王毅・中国外相、フィジーでIPEFを批判

(中国、米国、日本、韓国、ASEAN、インド、ニュージーランド、オーストラリア、オセアニア、フィジー)

北京発

2022年06月01日

中国の王毅国務委員兼外交部長(外相)はフィジーを訪問中の5月30日(現地時間)、「インド太平洋経済枠組み(IPEF)」について関税引き下げや市場開放がないことなどに言及し、「米国は自分の定めた基準とルールで他国を型にはめ、WTOを基本とする多角的貿易体制とは別のシステムを作り上げようとしている」と批判した。

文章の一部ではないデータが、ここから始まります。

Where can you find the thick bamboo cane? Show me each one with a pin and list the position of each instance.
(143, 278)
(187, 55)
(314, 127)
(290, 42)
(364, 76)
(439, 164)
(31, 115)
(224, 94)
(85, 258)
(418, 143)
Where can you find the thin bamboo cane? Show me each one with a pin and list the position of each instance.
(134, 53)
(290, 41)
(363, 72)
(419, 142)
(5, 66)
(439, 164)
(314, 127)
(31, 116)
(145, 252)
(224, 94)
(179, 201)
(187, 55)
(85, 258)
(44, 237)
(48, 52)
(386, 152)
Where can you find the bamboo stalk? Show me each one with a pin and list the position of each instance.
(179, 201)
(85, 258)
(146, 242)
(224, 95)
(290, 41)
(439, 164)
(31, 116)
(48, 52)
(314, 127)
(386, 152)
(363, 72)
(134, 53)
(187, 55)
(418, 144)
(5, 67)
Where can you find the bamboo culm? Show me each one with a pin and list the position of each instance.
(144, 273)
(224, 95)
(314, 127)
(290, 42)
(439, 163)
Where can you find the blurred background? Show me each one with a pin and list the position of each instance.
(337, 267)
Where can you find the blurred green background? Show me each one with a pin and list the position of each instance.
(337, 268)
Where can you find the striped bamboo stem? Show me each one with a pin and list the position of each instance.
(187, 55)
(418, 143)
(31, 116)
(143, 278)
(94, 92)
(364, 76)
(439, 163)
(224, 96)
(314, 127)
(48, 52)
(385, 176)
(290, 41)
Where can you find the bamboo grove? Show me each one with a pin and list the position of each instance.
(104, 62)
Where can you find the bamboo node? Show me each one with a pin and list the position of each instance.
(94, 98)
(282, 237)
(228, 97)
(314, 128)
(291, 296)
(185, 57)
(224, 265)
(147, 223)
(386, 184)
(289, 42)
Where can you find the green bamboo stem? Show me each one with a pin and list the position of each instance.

王外相はさらに「米国は経済を政治化、武器化、イデオロギー化しようと企み、通常の貿易ですら米国の価値観に合うかどうかで評価しようとしている。このようなやり方は基本的な経済の法則に背き、自由市場に手かせ足かせをはめようとするものだ。相互に補い合うという経済のグローバル化の流れに背くもので、このような取り組みは自滅するだろう」とした。

王外相は5月22日にもIPEFの目的について「隠された意図を見抜く必要がある」として疑問を表明している(2022年5月24日記事参照)。なお、米国は5月26日に、フィジーがIPEFへの参加を決定したことを歓迎する声明を発表している(2022年5月30日記事参照)。